The optimum duration of prophylactic TKI therapy for CML patients post-allogeneic HSCT remains unclear. One recent study on adult patients with Ph+ leukemias reported a median duration of post-HSCT TKI therapy of 16 months [11]. Specifically regarding ponatinib, one study on an adult patient with T315I mutation (+) BP CML described prophylactic therapy for more than 1 year after HSCT [12]. Studies on the duration of TKI therapy necessary for patients who show molecular relapse post-HSCT are also few. One adult study showed that 4 out of 10 CML patients continued to show complete molecular response after stopping imatinib therapy initiated for molecular or cytogenetic relapse after HSCT; the median duration of TKI therapy was 269 days in the 4 patients [13]. Maintaining deep molecular remission for at least 2 years was a criterion used in studies on imatinib cessation in both adult and pediatric CML patients [14,15]. A similar prerequisite may be considered for stopping TKI therapy administered for post-HSCT relapse, although patients who have received allogeneic HSCT, unlike transplant-naïve patients treated with TKI only, may be aided by the immunologic effects of the graft.

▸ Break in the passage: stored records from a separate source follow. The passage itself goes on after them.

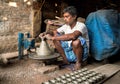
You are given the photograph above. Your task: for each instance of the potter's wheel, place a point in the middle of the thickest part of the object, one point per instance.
(38, 57)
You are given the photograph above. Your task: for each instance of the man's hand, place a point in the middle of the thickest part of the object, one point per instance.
(48, 36)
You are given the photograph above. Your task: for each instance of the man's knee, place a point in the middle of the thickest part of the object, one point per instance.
(76, 43)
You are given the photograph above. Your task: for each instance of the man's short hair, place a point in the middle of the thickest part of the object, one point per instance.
(71, 10)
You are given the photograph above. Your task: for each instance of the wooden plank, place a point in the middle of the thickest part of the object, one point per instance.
(108, 69)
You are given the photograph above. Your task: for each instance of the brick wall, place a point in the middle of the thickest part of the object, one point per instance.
(12, 21)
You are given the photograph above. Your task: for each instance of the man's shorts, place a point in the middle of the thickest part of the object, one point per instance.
(69, 51)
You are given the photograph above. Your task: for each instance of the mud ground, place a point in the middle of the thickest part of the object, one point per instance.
(26, 71)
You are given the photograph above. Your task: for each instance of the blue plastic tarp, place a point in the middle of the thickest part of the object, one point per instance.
(104, 33)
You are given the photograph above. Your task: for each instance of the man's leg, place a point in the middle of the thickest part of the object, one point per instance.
(61, 51)
(78, 50)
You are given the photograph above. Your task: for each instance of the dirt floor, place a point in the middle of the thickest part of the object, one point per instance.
(27, 71)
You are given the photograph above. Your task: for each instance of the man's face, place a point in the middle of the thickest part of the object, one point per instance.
(69, 19)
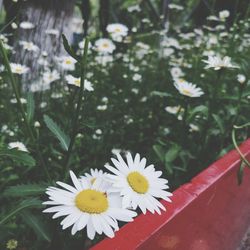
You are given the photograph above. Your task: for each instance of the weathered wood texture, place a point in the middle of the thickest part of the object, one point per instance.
(45, 15)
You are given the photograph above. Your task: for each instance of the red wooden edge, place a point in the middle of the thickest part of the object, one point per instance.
(212, 212)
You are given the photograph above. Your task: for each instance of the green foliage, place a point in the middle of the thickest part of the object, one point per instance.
(25, 204)
(18, 156)
(30, 107)
(69, 49)
(25, 190)
(37, 223)
(57, 132)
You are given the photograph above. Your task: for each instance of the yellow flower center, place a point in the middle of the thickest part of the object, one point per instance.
(92, 181)
(92, 201)
(68, 61)
(138, 182)
(105, 45)
(186, 92)
(117, 30)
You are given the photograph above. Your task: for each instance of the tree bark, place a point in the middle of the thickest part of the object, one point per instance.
(45, 15)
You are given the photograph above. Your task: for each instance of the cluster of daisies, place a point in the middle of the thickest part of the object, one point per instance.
(97, 201)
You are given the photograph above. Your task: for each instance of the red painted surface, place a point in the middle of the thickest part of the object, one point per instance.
(210, 213)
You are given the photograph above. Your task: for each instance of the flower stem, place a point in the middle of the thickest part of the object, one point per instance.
(20, 106)
(83, 64)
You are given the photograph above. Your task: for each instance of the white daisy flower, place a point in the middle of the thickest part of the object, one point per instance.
(81, 45)
(53, 32)
(188, 89)
(18, 68)
(18, 145)
(86, 205)
(176, 72)
(67, 63)
(138, 185)
(95, 174)
(104, 45)
(117, 31)
(26, 25)
(217, 62)
(77, 82)
(29, 46)
(241, 78)
(50, 76)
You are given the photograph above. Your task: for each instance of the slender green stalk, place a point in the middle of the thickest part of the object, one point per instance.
(238, 149)
(83, 64)
(212, 105)
(238, 108)
(20, 106)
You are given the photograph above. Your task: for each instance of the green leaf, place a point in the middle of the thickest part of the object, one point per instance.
(30, 203)
(240, 173)
(219, 123)
(68, 48)
(38, 224)
(57, 131)
(169, 168)
(30, 107)
(18, 156)
(161, 94)
(159, 151)
(25, 190)
(197, 110)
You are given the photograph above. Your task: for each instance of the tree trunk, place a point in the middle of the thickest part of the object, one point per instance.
(45, 15)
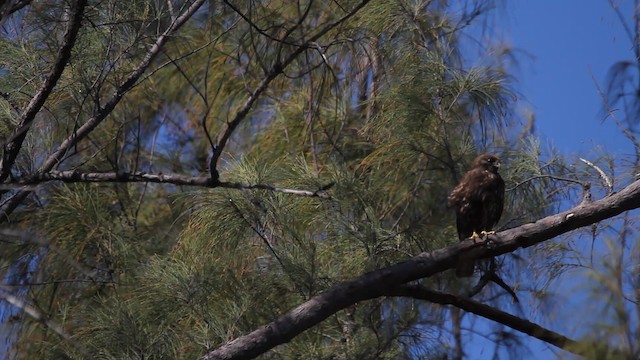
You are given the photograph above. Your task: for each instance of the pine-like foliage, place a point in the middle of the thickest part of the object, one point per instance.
(385, 108)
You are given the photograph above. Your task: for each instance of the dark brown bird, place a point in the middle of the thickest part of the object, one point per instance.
(478, 201)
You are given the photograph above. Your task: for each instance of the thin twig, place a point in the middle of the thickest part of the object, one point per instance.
(277, 69)
(488, 312)
(36, 315)
(606, 181)
(81, 132)
(13, 145)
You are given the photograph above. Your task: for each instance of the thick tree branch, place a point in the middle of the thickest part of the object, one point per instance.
(176, 179)
(277, 69)
(13, 145)
(488, 312)
(56, 156)
(380, 282)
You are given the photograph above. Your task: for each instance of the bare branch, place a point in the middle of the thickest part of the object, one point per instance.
(605, 178)
(56, 156)
(277, 69)
(488, 312)
(72, 176)
(380, 282)
(36, 315)
(13, 145)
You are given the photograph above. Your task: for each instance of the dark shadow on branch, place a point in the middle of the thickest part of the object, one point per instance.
(381, 282)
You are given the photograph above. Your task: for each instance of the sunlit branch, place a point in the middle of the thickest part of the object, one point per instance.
(27, 183)
(380, 282)
(81, 132)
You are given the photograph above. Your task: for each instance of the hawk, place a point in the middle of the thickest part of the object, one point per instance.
(478, 201)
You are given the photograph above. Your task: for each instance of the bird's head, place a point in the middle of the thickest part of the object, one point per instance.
(488, 162)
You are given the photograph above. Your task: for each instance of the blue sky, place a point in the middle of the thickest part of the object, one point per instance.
(562, 46)
(568, 41)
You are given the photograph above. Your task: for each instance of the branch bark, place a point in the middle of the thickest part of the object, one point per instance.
(176, 179)
(380, 282)
(13, 145)
(39, 317)
(277, 69)
(488, 312)
(56, 156)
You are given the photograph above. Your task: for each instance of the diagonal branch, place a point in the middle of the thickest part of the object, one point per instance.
(486, 311)
(72, 176)
(13, 145)
(36, 315)
(56, 156)
(379, 282)
(277, 69)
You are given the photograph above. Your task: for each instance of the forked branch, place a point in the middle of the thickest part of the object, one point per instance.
(383, 281)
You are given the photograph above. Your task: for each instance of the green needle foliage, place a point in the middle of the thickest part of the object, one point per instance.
(383, 113)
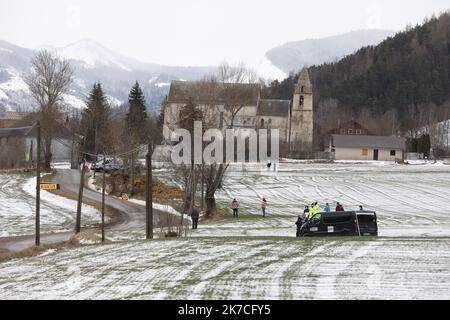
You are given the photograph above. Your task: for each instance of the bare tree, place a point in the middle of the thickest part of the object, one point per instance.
(49, 79)
(235, 93)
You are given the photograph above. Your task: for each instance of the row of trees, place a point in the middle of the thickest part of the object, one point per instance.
(109, 131)
(100, 128)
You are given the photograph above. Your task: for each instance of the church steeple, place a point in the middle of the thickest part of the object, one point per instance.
(301, 117)
(303, 85)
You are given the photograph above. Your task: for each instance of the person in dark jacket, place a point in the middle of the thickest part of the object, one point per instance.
(234, 206)
(194, 216)
(301, 219)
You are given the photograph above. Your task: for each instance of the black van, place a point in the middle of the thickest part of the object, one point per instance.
(342, 223)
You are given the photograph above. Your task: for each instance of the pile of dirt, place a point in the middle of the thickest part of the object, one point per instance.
(86, 237)
(6, 255)
(119, 183)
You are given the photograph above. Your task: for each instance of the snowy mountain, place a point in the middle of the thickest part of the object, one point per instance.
(91, 62)
(293, 56)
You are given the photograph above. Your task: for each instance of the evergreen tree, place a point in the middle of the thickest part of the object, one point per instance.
(96, 120)
(137, 113)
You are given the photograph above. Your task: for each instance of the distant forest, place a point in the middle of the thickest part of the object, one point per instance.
(398, 85)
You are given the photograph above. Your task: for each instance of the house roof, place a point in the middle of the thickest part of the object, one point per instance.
(360, 141)
(273, 108)
(212, 92)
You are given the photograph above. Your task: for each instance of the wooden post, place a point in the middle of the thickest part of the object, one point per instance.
(103, 199)
(38, 185)
(80, 197)
(203, 186)
(132, 175)
(148, 194)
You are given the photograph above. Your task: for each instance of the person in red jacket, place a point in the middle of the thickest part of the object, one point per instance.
(234, 206)
(264, 206)
(339, 207)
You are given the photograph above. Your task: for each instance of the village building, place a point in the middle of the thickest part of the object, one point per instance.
(363, 147)
(350, 128)
(293, 118)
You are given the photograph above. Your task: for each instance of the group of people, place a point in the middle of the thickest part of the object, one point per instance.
(311, 214)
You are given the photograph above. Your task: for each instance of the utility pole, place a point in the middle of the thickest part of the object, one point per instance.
(203, 186)
(148, 194)
(132, 174)
(80, 195)
(38, 185)
(103, 198)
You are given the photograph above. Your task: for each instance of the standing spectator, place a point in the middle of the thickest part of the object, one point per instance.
(306, 211)
(194, 216)
(299, 223)
(339, 207)
(264, 206)
(234, 206)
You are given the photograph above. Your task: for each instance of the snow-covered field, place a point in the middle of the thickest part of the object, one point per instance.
(17, 208)
(410, 200)
(234, 269)
(258, 258)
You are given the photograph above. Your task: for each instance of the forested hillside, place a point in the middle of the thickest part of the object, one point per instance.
(405, 80)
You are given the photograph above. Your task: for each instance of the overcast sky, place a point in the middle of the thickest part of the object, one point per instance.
(199, 32)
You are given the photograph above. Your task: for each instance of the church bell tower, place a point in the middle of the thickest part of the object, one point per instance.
(301, 116)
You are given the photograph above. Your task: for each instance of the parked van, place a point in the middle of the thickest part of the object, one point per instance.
(344, 223)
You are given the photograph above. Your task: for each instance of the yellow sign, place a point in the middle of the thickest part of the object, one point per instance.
(49, 186)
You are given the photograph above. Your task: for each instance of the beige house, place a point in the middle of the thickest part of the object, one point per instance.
(293, 118)
(361, 147)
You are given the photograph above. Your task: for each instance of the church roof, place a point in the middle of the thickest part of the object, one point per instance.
(211, 92)
(273, 108)
(359, 141)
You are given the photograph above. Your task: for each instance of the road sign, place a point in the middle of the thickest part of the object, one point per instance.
(49, 186)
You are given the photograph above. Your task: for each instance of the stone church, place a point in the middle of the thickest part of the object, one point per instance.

In summary, our case study adds to the limited literature on children and adolescents with T315I mutation (+) CML treated with ponatinib. The TKI was able to significantly decrease the BCR-ABL1 transcript load within a short time span in a BP patient in second CHR prior to transplant, and also induced and maintained remission for molecular relapse post-transplant. Further studies on the optimum dose of the TKI for children and adolescents may allow for safer treatment with this drug in rare Ph+ pediatric leukemias.